The recent comments by the (now former) Mayor of Naas brought to the fore the issue of racism in Ireland. There was an understandable furore over the remarks and the media was alive with responses and reactions, much of it anecdotal.
So what do we actually know? There is actually some quite good data on Irish people’s attitudes to immigrants and immigration generally courtesy of the European Social Survey (ESS), a population representative survey carried out every two years since 2002. There are 4 waves currently available – the 2010 data for Ireland should be available soon.
The ESS asked respondents six questions about immigrants, three about how many immigrants should be allowed in (depending on race, country of origin etc) and three more general questions about whether the respondents thought immigration were good for the country in different domains. Using these six questions I created an overall measure of whether people were for or against immigrants/ immigration using factor analysis. This ignores variation between questions, of course, but the idea is that there is some underlying latent variable to which the answers to these questions are realizations of. This may not do justice to the complexity of the issues and to people’s attitudes but for the present purposes, it seems a reasonable start.
Using this, one can ask what is the trend in Irish people’s attitudes to immigrants and what sort of people are more or less sympathetic to immigrants. In some cases the answers might be unsurprising (though always good to know) but I was surprised by some.
Technical issue: the measure (let’s call it “xenophobia” for simplicity) is normalized to have a mean of 0 and a standard deviation of 1. I use linear multiple regression to see what factors predict this variable, holding the other factors constant. Using this large representative sample of nearly 6000 individuals allows us to examine a range of factors with some precision.
First question: what is the trend? There was a significant downward trend with xenophobia lower in 2004 and lower still in 2006. However this was reversed by almost the same degree in 2008. My conjecture is that we will see this reversal continued when the 2010 data becomes available.
Second question: what sort of people are less sympathetic to immigrants? Well women are for start: their “xenophobia” is higher by .17 of a standard deviation – the same size as the rise that was observed in 2008 as it happens. I had no prior about this but I have been told that this is contrary to the conventional wisdom.
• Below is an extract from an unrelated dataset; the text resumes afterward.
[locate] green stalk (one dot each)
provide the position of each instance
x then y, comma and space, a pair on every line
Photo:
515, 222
Let’s hear for the guys. Younger people are also very slightly more xenophobic. The very religious, by contrast, are less xenophobic (by .07 of a standard deviation). Bless ‘em.
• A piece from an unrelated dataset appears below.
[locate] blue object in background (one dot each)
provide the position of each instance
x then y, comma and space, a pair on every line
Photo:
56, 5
Those who are more educated have a lower level of xenophobia (.07 of a standard deviation for each year of education). The same is true of those parents who were more educated, particularly if they were graduates. There are a number of explanations for the first of these two associations: I draw your attention to interesting work on this topic by Kevin O’ Rourke & Richard Sinnott who use trade theory to predict how attitudes to immigrants may depend on skill levels. To the extent that many immigrants are low skilled, one would expect low skilled natives to be less welcoming about the competition. An alternative explanation is that education makes people more liberal or open-minded. I suspect that it is a bit of both.
Further light on this question is thrown by an interesting question in the ESS which asks people how well they are coping financially. Those who report that they are finding it difficult to cope financially, report a higher level of “xenophobia”: by about .2 of a standard deviation. Given that the numbers in this category must have risen dramatically since 2008 it is reasonable to extrapolate that there will be increasing antipathy to immigrants, driven by greater financial anxiety.
This is not an exhaustive investigation of what predicts our attitudes to immigrants. I haven’t reported some of the other factors that I found to be significant – or any of the ones that were not significant. But it shows up, I think, some interesting patterns which deserve more thorough study. One would also need to explore the degree to which “Race” and “immigration” are distinct issues (the data permits this).